Monday's report was based on data going back to 1895 called the Palmer Drought Index. It feeds into the widely watched and more detailed U.S. Drought Monitor, which reported last week that 61 percent of the continental U.S. was in a moderate to exceptional drought. However, the weekly Drought Monitor goes back only 12 years, so climatologists use the Palmer Drought Index for comparing droughts before 2000.
Climatologists have labeled this year's dry spell a "flash drought" because it developed in a matter of months, not over multiple seasons or years.

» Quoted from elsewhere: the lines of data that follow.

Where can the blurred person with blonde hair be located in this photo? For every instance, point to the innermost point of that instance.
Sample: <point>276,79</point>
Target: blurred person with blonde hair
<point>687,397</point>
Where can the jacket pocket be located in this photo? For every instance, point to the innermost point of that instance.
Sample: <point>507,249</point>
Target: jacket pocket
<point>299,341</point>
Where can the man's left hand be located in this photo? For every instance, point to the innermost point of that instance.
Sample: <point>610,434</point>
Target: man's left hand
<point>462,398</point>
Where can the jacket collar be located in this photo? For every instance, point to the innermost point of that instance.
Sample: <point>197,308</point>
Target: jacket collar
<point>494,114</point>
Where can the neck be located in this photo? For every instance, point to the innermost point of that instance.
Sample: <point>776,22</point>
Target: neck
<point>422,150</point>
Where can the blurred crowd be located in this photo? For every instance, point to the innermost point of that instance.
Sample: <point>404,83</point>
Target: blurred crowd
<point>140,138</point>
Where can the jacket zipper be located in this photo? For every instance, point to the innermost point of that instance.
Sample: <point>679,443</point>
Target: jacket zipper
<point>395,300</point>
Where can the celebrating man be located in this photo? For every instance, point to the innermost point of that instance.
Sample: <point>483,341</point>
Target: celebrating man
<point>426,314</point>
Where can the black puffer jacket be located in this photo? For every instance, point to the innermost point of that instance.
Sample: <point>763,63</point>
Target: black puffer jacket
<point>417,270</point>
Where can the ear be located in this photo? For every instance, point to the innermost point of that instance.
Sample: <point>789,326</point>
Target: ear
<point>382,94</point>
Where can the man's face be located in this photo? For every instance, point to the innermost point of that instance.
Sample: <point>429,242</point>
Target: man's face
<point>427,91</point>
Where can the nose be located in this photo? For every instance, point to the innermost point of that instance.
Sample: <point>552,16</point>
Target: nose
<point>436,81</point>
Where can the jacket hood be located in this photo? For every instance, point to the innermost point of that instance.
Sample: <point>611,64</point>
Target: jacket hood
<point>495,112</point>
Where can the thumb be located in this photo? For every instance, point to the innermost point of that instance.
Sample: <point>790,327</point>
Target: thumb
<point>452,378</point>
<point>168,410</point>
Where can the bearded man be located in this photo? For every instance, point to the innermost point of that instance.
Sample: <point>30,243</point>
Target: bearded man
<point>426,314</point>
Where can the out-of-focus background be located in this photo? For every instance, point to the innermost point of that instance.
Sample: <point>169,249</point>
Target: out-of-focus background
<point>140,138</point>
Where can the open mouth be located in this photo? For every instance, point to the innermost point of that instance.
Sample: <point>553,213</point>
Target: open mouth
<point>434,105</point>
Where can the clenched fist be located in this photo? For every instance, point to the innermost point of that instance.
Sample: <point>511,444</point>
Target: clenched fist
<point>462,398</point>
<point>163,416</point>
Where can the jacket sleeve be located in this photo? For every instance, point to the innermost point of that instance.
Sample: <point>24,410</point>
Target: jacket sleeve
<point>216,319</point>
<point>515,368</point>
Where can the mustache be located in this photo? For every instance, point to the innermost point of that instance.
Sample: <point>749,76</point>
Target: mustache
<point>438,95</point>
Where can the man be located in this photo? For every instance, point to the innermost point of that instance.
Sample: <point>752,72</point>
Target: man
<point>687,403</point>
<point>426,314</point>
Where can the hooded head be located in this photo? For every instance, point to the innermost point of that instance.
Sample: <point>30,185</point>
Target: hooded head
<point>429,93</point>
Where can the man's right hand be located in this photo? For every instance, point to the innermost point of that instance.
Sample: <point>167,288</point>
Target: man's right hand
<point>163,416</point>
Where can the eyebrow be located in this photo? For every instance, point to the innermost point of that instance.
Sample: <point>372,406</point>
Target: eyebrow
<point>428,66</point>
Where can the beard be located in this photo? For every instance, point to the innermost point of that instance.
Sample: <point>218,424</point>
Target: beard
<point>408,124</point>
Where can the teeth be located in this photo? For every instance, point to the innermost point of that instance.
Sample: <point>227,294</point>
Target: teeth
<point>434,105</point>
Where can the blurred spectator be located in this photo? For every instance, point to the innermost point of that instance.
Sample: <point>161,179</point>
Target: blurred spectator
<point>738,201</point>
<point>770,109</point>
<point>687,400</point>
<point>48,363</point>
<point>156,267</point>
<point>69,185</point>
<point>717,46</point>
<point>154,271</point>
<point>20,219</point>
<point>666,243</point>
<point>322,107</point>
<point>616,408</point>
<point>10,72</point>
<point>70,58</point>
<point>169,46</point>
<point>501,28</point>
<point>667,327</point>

The current drought is similar to the droughts of the 1950s, which weren't as intense as those of the 1930s, said Jake Crouch, a climatologist with the National Climatic Data Center. And farming has changed a lot since the Dust Bowl era. Better soil conservation has reduced erosion, and modern hybrids are much more resistant to drought.
But Crouch said it's important to understand that this drought is still unfolding.

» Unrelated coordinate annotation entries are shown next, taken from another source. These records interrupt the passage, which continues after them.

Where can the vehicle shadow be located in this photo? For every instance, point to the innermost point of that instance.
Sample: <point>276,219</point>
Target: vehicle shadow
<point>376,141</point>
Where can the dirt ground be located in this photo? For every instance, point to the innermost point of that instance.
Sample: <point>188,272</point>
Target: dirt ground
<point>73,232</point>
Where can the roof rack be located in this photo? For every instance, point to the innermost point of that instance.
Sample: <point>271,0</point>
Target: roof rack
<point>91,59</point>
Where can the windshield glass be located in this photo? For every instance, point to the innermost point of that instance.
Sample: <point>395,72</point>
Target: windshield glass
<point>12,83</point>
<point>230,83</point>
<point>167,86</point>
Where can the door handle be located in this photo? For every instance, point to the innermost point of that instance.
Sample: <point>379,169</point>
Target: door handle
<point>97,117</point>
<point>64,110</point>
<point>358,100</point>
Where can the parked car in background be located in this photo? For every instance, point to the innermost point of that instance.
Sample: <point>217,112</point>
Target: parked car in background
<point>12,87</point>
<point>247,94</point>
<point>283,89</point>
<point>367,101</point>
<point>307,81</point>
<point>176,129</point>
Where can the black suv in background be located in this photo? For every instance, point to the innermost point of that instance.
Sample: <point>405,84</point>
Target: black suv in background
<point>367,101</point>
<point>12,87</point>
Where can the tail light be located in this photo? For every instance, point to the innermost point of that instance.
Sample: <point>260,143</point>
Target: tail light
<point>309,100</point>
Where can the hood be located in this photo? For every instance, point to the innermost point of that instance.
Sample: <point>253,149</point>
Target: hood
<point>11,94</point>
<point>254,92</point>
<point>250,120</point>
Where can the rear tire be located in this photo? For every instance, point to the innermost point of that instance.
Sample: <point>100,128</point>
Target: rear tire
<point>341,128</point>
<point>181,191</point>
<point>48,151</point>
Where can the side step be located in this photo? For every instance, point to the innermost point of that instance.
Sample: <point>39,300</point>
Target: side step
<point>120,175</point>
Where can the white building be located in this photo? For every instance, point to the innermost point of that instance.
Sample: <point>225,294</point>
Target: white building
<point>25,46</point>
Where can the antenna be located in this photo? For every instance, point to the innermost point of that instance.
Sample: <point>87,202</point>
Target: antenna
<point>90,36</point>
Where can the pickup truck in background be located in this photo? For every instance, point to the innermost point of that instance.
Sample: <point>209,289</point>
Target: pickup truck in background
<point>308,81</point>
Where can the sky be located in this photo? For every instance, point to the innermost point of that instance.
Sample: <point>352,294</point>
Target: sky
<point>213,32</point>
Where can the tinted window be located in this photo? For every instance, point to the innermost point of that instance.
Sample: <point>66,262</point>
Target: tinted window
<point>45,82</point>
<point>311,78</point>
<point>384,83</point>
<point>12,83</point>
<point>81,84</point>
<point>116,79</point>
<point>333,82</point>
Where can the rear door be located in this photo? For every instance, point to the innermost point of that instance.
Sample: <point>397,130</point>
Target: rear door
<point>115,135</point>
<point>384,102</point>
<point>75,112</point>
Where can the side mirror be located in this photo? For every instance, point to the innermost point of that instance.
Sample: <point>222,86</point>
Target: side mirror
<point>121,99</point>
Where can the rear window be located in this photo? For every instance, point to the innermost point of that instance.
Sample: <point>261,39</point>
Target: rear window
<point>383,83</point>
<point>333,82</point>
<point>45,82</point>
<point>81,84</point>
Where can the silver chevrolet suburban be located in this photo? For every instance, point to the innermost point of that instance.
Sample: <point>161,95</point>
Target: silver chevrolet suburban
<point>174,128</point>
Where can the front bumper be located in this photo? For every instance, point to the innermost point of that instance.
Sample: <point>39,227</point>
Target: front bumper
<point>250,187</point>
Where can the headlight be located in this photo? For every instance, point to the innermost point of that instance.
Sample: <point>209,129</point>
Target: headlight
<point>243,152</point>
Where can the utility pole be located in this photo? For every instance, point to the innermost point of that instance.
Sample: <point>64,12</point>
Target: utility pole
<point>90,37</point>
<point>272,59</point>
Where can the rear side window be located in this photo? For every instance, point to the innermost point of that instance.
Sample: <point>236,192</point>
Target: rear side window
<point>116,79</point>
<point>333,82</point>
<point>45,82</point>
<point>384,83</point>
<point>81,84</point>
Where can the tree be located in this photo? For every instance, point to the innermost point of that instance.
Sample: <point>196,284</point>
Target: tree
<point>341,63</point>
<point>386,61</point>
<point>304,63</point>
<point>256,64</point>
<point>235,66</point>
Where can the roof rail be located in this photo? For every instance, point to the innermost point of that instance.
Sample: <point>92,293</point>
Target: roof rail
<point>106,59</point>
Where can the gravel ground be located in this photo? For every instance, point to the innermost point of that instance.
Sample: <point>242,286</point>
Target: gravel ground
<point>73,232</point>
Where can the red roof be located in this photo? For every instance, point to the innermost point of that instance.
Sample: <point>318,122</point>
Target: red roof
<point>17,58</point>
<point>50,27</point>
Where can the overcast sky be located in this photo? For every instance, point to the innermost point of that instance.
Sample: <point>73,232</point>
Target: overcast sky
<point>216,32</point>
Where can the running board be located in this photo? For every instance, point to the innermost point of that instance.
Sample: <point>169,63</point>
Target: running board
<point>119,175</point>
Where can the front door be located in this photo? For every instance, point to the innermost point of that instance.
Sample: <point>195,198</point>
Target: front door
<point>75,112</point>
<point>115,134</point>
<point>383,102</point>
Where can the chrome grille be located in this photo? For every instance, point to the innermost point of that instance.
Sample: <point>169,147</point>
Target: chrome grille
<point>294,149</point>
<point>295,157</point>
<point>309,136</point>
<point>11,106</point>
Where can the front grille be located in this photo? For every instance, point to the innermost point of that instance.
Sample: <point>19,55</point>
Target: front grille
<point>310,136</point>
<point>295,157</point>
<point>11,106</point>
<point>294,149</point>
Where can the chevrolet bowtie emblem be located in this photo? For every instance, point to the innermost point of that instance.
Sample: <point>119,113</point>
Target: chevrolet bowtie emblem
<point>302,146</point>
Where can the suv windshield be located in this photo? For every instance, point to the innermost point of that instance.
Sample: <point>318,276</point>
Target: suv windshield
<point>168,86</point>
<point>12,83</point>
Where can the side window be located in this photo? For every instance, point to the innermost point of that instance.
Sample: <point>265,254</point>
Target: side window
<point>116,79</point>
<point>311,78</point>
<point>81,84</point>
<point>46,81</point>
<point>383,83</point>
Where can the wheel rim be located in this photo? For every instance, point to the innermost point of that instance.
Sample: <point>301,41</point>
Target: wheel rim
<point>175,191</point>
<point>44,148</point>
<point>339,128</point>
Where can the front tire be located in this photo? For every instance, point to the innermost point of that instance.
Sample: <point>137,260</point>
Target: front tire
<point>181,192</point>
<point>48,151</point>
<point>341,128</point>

"We can't say with certainty how long this might last now. Now that we're going up against the two largest droughts in history, that's something to be wary of," Crouch said. "The coming months are really going to be the determining factor of how big a drought it ends up being."
From Yahoo News:
— The dry spell is exacting its toll in plant damage, air quality concerns and wildfire concerns.
— Last week, the Michigan State University Extension (of the Department of Geology) reported that across Michigan, particularly in the southwestern part of the state, there was evidence of plant water stress.
— Rainfall shortages since May 1 have dropped to 6 inches in some areas. The average rainfall at this time of year is 8-9 inches.
— Continued dryness in Michigan is predicted for the rest of July, says the National Oceanic and Atmospheric Administration's Climate Prediction Center.
— The Michigan Department of Environmental Quality reports that the Air Quality Index is showing ozone concerns due to drought conditions for areas in southwest and southeast Lower Michigan. Those with allergy, lung and breathing conditions are at greater risk during these times.
— The Michigan DEQ has issued several ozone alerts already this year. Michigan cities of Ann Arbor, Detroit, Ludington and Benton Harbor have been under air quality alert for 14-15 days since late May. Grand Rapids has been under ozone alert for 17 days.
— Because of the drought, NOAA has issued air quality warnings for West Michigan counties along the eastern Lake Michigan shoreline (including Ottawa County). Residents are urged to avoid activities that increase ozone levels, such as topping off vehicle fuel levels, using gas-powered equipment or charcoal lighter fluid or painting with anything but water-based paint.
— In June, Gov. Rick Snyder rescinded the burn ban that had been enacted due to drought-induced wildfires in Michigan's Upper Peninsula, says the Michigan Department of Natural Resources.
— MSU Extension says the intense drought across Michigan's southern, central and eastern Corn Belt region has similar conditions to the great drought of 1988.